What does Psalm 32:11 mean?
ESV: Be glad in the LORD, and rejoice, O righteous, and shout for joy, all you upright in heart!
NIV: Rejoice in the LORD and be glad, you righteous; sing, all you who are upright in heart!
NASB: Be glad in the Lord and rejoice, you righteous ones; And shout for joy, all you who are upright in heart.
CSB: Be glad in the Lord and rejoice, you righteous ones; shout for joy, all you upright in heart.
NLT: So rejoice in the Lord and be glad, all you who obey him! Shout for joy, all you whose hearts are pure!
KJV: Be glad in the LORD, and rejoice, ye righteous: and shout for joy, all ye that are upright in heart.

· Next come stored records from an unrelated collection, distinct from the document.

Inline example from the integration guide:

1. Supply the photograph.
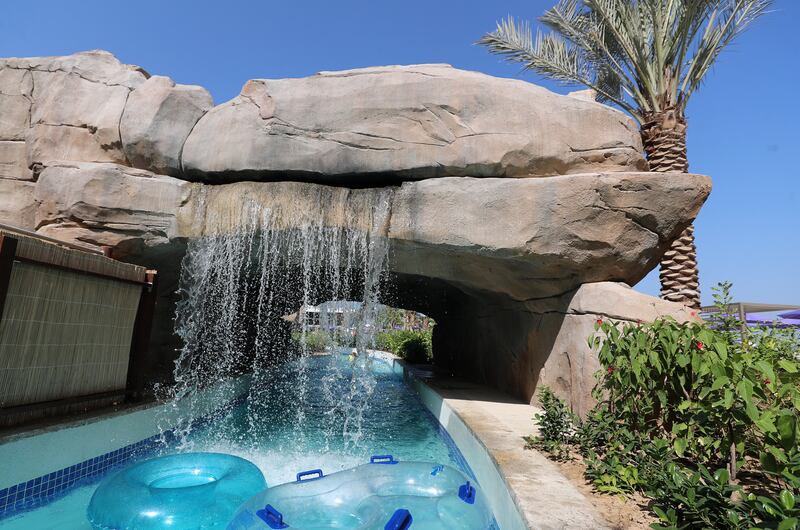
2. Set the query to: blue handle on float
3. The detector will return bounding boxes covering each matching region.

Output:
[458,480,475,504]
[369,455,398,464]
[383,508,414,530]
[256,504,289,528]
[297,469,323,482]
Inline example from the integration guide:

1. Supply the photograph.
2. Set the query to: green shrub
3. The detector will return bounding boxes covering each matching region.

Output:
[375,329,433,363]
[292,329,331,353]
[525,387,575,460]
[528,284,800,530]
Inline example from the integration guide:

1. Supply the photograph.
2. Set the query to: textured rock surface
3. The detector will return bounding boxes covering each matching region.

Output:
[36,163,192,259]
[0,179,36,230]
[120,76,213,176]
[32,163,710,301]
[389,173,711,300]
[0,51,710,411]
[183,65,645,183]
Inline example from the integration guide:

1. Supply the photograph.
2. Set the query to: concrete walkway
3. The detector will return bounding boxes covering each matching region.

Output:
[406,369,608,530]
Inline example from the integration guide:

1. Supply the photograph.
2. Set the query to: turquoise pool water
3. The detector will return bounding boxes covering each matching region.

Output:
[0,355,467,530]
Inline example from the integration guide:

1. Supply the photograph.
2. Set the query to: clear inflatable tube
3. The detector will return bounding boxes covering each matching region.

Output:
[228,455,493,530]
[87,453,267,530]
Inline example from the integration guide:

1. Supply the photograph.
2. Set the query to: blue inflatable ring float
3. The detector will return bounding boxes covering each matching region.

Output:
[228,455,493,530]
[87,453,267,530]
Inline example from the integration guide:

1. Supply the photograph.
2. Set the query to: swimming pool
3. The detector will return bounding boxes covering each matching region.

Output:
[0,355,488,529]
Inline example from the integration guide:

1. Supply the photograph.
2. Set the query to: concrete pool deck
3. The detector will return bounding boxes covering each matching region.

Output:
[395,361,609,530]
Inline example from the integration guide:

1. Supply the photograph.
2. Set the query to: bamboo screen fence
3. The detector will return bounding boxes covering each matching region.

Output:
[0,227,153,422]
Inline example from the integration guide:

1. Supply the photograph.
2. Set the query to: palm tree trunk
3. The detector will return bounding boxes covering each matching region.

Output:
[641,109,700,309]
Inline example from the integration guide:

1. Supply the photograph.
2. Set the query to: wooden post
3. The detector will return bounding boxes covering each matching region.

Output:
[0,234,17,319]
[125,270,158,402]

NKJV: Be glad in the Lord and rejoice, you righteous; And shout for joy, all you upright in heart!
Verse Commentary:
Addressing his fellow believers, David calls upon them to be glad in the Lord. This is different than merely being "happy," as the emphasis is on a trusting obedience to God. Those who are "in the Lord" have reasons for joy which transcend earthly concerns, even as those trials are endured (Romans 8:18). When someone understands the blessing of God's forgiveness (Psalm 32:1–2), it should result in intense joy.

Just as David praised the Lord for surrounding him with shouts of deliverance (Psalm 32:7), he now sees reason to celebrate thanks to the Lord's unfailing love which envelops the righteous (Psalm 32:10). David found that stubborn refusal to admit sin drains one's joy, and even physical health (Psalm 32:3–4; Psalm 51:12). Yet he also found good reasons to rejoice in the Lord. The New Testament counterpart to this statement is Philippians 4:4, which commands us to "rejoice in the Lord always." Even in extremely grim times, a believer may choose to look around him and be sad or look up to the Lord and be glad.

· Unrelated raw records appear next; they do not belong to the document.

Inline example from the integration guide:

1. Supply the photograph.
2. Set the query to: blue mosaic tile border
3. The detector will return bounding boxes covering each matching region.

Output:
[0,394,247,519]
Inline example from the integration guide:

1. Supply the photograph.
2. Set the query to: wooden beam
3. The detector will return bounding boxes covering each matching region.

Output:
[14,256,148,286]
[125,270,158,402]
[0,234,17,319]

This psalm presents four good reasons for a forgiven believer (John 3:36) to rejoice in the Lord. First is forgiveness of sin (Psalm 32:1–2, 5). Second is God's protection through those challenging times (Psalm 32:6–7). Next is the Lord's guidance (Psalm 32:8–9). Finally, there is His unfailing love (Psalm 32:10).
Verse Context:
Psalm 32:10–11 concludes on a high, positive note. David contrasts the condition of the wicked with the condition of those who trust in the Lord. This comes in the context of those who recognize their sin, admit it to God, and receive forgiveness as a result. His final verse calls upon the righteous to rejoice and shout for joy.
Chapter Summary:
This psalm follows a progression of David's own experience: from the pressure of resisting confession, to the relief of being forgiven, to a renewed appreciation of God's graciousness for His people. David notes that being forgiven of sin is a great blessing, and those who resist repentance are delaying that restoration. He reflects on his own experience with stubbornness and encourages all people to seek God in sincerity.
Chapter Context:
Psalm 32 follows David's confession of the sins of adultery and murder. Psalm 51 records his initial response when confronted by the prophet Nathan. The background of David's sin, Nathan's rebuke, and the aftermath are found in 2 Samuel 11—12. For some undisclosed time, David refused to acknowledge his sin, but when he finally confessed it, the Lord graciously forgave him.
Book Summary:
The book of Psalms is composed of individual songs, hymns, or poems, each of which is a ''Psalm'' in and of itself. These works contain a wide variety of themes. Some Psalms focus on praising and worshipping God. Others cry out in anguish over the pain of life. Still other Psalms look forward to the coming of the Messiah. While some Psalms are related, each has its own historical and biblical context.